M/S Eckerö leaves Grisslehamn and the course is set for Åland. After a while the master returns and joins the small group of people in his office. Prior to this visit the shipping company sent a report to Mikael showing how they handle the requirements of the convention and both parties are well prepared.
”When doing an inspection I usually spend about six hours on preparation and about the same time on board. But it also depends on how well-run the ship is. Things are really well organised here so it takes less time,” says Mikael.
When the papers in the master’s office have been examined, the inspection continues on the ship. Outside the canteen Ulrika stops and points to a list on the wall.
”If there is anyone who has a food allergy or is vegetarian, they tick a box here and write down how long they will be on board. Then the cook comes out and looks at the list so that he knows what he should prepare. It works very well,” she says.
The inspection continues in the ship’s office inside the reception area on deck five. The crew purser, Birgitta Jokinini, helps to take out the qualifications of the crew and cooks and their medical certificates, which Mikael has asked to see. The chief housekeeper, Pia, comes over with lists showing the cabin inspections.
”What happens about any faults you find in the cabins?” wonders Mikael.
”We write them down in here,” says Pia and hands over a red folder. ”Then we pass on a paper to the repairman with a list of what needs to be fixed.”
”Good, then I’m satisfied,” says Mikael and returns the folder to Pia.
The last stop is with the chef, Tomas Berlin, in his office next to the galley. He explains that the condition of fridges, freezers and other spaces in the department are checked each week and shows the agreements and action plans that are used in the event of pests, for example.
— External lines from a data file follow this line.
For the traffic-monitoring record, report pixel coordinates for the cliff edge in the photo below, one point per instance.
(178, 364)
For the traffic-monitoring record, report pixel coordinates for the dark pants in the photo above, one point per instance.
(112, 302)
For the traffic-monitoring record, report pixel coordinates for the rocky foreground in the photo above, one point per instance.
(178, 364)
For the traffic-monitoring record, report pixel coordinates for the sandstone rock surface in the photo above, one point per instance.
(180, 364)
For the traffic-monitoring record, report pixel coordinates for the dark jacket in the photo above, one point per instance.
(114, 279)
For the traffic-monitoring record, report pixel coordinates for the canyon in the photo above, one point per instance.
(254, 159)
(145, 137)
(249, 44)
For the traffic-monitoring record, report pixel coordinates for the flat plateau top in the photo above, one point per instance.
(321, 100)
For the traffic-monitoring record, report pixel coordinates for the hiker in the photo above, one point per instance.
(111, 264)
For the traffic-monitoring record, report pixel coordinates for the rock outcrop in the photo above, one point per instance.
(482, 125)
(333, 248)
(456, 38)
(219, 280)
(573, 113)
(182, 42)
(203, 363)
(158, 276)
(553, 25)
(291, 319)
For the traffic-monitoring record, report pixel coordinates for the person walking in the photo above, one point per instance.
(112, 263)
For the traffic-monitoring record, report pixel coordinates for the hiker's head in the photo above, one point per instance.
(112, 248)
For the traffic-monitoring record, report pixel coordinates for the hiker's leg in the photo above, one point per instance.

When the whole inspection is completed, it only remains to print an official acknowledgement. It is put up on a bulkhead, clearly visible for all the crew to see. The idea is that everyone should be aware of any faults and deficiencies noticed by the authority. The acknowledgement also acts as a guarantee that the ship meets the requirements of the convention pending the certificate that is issued by the Stockholm office of the Transport Agency. When Mikael has signed the inspection papers, it is Lars Nordström’s turn to sign. He says that he is satisfied with the day’s work.
”I was not worried about the inspection. You know about faults and shortcomings on your ship, and we do not have that sort of serious problem. Of course, something unexpected could turn up, but in that case you just have to deal with it.”